A Hongkong, la compassion des autorités n’aura donc eu qu’un temps. Sans que l’on connaisse encore le bilan définitif de l’incendie des tours de Wang Fuk Court – lundi 1er décembre au soir, il s’établissait à 151 morts et des dizaines de disparus –, la répression se met en place. Un ancien conseiller local, Kenneth Cheung Kam-hung, et une volontaire identifiée comme Mme Lee, qui fournissait des vivres aux rescapés du sinistre, ont été arrêtés dimanche 30 novembre, selon plusieurs journaux locaux dans leurs éditions de ce lundi. Ils sont soupçonnés de «provocation à la haine et à la discorde», écrivent les médias hongkongais The Standard et le South China Morning Post.
Par ailleurs, Miles Kwan, un étudiant de 24 ans, a été arrêté samedi soir après avoir distribué des tracts appelant à l’ouverture d’une enquête indépendante sur les causes du drame.
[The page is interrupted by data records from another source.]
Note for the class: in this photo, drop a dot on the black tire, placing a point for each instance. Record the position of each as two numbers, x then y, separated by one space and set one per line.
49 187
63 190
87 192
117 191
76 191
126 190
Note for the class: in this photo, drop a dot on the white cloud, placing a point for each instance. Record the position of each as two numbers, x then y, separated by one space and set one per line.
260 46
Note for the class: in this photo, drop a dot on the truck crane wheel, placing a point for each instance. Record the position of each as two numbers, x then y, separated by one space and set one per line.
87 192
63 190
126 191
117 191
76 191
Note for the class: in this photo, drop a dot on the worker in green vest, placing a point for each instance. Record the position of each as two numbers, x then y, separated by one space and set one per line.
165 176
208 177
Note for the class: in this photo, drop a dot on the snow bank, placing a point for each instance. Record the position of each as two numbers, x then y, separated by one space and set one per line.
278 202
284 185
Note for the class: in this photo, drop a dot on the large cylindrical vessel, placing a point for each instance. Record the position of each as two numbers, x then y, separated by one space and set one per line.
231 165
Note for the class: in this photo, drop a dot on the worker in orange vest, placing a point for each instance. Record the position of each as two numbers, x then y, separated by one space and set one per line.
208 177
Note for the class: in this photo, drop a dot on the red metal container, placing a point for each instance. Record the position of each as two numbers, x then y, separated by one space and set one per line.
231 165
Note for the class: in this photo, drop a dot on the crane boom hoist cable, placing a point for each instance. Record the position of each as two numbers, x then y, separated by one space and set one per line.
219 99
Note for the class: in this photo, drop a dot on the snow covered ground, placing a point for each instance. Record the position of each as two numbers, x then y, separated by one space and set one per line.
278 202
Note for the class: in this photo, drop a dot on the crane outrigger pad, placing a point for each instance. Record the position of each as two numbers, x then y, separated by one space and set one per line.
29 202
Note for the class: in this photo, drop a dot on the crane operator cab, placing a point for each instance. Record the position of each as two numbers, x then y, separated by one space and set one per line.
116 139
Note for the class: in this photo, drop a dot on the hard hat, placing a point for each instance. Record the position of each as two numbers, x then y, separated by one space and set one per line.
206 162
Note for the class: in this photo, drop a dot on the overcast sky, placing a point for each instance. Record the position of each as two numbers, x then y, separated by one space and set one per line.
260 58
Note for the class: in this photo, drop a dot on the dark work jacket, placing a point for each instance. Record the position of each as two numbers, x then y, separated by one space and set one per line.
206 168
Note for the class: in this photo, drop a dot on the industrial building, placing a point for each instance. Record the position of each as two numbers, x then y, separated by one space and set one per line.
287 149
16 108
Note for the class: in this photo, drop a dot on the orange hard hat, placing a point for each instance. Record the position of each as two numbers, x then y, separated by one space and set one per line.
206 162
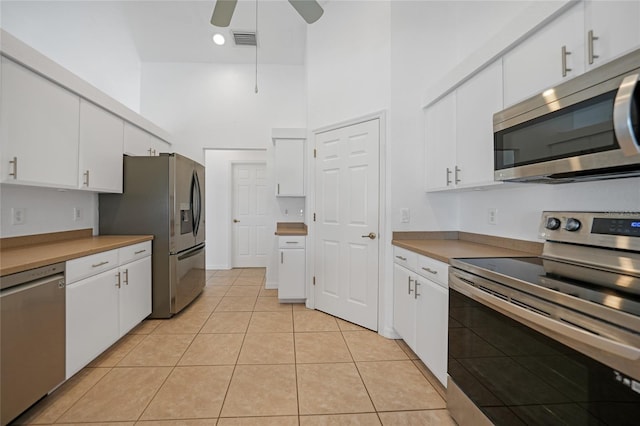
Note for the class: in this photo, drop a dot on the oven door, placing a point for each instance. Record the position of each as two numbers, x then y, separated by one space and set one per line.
516 375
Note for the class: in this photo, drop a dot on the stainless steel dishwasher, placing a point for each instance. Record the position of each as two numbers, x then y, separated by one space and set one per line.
32 334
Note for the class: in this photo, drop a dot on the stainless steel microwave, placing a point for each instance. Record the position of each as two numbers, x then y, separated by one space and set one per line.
586 128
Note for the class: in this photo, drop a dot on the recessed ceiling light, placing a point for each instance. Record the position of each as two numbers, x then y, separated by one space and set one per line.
218 39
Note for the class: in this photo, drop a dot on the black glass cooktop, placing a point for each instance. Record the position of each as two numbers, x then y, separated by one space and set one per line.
535 271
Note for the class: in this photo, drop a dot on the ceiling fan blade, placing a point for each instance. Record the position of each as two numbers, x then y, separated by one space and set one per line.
310 10
222 12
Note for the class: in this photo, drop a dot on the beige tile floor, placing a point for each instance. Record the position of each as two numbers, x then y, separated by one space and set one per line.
238 357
Ce lundi, il a été aperçu quittant un commissariat du district de Cheung Sha Wan en taxi, sans que la presse puisse recueillir de commentaire et sans que personne ne connaisse sa destination.
Interview
Avec d’autres membres du Tai Po Wang Fuk Court Fire Concern Group, Miles Kwan était à l’origine d’une pétition réclamant des comptes aux autorités, qui avait récolté plus de 10 000 signatures en ligne avant d’être supprimée samedi 29 novembre, au même moment que le compte Instagram du collectif. Il a suffi de quatre revendications pour que le gouvernement dénonce une incitation à la «sédition» : soutien aux résidents déplacés, examen des systèmes de supervision des chantiers, mise en place d’une commission d’enquête indépendante et recherche de responsabilité des autorités publiques. Pour le chef de la sécurité du territoire, Chris Tang, la démarche des pétitionnaires exploite «la souffrance de la société pour inciter au mécontentement contre le gouvernement en pratiquant la désinformation».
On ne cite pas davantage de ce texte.